Louisiana officials have repeatedly voiced concerns about buried oil being left behind.

A joint statement from environmental groups, including the National Audubon Society, the National Wildlife Federation and the Environmental Defense Fund, says Louisiana’s vital barrier islands, which are in jeopardy due to coastal erosion, took the brunt of the damage from the oil disaster.
“Barrier islands provide a first line of defense against storm surge, protecting communities and habitats, and they are also nurseries and breeding grounds for many species of Gulf fish, wildlife and migratory birds,” the statement says. “BP misleads audiences when it declares cleanup victory in the Gulf. It may try to sweep this recent news under the rug, but it’s going to take a pretty big broom to hide a 40,000-pound tar mat.”

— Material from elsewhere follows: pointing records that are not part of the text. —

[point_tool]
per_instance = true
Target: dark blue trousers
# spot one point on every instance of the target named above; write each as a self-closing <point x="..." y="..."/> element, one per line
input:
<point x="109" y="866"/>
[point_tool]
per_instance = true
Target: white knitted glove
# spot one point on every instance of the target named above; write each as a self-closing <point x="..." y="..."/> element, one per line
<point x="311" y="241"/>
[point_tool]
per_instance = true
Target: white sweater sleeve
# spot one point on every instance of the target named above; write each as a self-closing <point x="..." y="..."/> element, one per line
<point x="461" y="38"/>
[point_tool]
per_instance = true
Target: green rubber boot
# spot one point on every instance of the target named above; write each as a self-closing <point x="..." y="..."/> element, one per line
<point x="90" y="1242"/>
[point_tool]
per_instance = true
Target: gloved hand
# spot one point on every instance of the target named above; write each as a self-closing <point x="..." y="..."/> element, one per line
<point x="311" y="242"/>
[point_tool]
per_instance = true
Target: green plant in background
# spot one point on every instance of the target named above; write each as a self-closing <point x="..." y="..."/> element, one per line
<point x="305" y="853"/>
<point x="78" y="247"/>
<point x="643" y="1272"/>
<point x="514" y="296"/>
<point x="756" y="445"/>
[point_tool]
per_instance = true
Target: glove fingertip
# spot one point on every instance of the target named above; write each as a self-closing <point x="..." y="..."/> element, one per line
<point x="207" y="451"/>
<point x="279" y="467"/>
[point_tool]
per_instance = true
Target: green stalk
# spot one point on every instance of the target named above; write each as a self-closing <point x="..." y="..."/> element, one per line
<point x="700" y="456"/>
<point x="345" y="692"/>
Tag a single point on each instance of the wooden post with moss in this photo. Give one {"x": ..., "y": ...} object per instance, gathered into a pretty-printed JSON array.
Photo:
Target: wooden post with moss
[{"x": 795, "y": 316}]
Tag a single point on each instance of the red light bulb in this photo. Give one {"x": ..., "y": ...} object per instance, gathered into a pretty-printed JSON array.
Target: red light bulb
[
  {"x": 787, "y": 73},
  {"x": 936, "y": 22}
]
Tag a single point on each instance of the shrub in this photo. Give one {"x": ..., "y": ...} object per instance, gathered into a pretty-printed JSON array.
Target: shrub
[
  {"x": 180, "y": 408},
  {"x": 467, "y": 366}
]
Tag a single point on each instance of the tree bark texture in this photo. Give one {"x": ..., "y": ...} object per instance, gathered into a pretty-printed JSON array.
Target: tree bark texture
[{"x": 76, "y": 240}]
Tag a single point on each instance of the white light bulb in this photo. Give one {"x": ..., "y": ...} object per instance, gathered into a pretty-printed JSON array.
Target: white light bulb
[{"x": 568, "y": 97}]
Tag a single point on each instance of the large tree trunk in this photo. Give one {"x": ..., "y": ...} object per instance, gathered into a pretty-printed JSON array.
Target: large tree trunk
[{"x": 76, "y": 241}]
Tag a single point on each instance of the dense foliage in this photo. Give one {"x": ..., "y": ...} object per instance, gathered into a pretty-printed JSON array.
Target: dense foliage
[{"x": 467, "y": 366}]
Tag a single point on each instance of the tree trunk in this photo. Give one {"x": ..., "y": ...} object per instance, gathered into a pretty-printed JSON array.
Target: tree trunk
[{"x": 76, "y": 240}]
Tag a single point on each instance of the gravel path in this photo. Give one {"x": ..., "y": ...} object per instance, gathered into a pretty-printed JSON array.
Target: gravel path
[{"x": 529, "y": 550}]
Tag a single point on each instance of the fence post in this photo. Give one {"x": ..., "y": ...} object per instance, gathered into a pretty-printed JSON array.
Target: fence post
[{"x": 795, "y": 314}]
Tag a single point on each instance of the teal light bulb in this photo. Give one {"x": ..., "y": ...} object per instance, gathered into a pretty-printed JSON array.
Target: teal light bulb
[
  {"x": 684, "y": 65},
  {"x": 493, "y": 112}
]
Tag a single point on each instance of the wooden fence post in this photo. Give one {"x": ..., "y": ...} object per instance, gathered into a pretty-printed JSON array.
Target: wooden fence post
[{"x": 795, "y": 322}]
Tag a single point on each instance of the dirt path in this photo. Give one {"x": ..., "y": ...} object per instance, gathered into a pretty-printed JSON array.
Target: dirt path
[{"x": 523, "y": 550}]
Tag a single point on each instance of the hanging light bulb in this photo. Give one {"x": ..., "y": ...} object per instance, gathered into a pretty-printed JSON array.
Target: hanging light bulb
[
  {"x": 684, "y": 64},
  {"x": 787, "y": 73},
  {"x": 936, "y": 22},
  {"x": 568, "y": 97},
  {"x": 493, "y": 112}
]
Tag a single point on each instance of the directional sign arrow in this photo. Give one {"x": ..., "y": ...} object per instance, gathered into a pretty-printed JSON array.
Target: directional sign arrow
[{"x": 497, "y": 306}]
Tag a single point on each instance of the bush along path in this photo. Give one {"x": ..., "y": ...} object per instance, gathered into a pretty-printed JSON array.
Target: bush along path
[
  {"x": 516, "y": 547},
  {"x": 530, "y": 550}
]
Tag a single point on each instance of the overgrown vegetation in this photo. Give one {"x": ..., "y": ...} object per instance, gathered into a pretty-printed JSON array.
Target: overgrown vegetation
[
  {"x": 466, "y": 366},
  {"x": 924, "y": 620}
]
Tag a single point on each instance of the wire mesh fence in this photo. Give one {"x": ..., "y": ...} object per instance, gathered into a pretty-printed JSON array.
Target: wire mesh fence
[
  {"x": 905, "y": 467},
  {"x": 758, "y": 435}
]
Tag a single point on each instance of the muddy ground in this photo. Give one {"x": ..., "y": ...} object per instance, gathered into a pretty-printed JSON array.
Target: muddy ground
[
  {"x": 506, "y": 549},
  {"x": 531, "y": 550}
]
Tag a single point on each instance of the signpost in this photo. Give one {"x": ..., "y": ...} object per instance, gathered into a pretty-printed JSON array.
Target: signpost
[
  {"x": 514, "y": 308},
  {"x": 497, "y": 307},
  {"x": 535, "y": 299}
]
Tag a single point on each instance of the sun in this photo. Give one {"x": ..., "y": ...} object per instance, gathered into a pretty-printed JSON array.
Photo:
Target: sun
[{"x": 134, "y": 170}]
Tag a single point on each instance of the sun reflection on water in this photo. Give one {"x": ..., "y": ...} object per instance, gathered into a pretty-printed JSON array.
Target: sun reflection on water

Reports say the tar mat was made up of 15 percent oil and 85 percent sand, shells and water. But the entire mat itself was considered hazardous and had to be removed from the area, the groups point out.

Local officials have said BP and the Coast Guard have responded to concerns about buried oil and tar mats, sampling the beach by drilling augering holes to look for oil under the surface sands and sending scuba Shoreline Cleanup Assistance Teams to probe in the wave line for submerged oil mats on Fourchon Beach. Tar balls and tar mats have washed up regularly on the beach since the spill.

Terrebonne Coastal Restoration Director Nic Matherne said the parish has been working with the state to receive bimonthly briefings on ongoing cleanup efforts.

“There’s so much oil we’ll continue to uncover oil for years. We’re staying informed and staying on top of the issue,” Matherne said.

He added that officials have to balance the need to unearth buried oil with preventing damage to sensitive habitats like barrier islands.

“We’ve worked with the Coast Guard and the incident management team to stay informed of their modelling on wave action and where they are most likely to surface, and that’s an ongoing effort,” Matherne said.

Graves said responders have cleaned up 2.8 million pounds of oil in Louisiana this year alone.

“That’s 99 percent of all the oil removed in the Gulf,” Graves said.

Graves cited statistics that more than 1 million barrels of oil still remain unaccounted for since the spill.

“That’s five times the Exxon Valdez spill,” he said. “We can’t just wait for it to come to shore. Most importantly, we’re only seeing this oil on the beaches we have in Louisiana. What’s happening in our wetlands?”

He called for BP to set up a proactive monitoring system that can identify tar mats offshore and collect them before they wash in.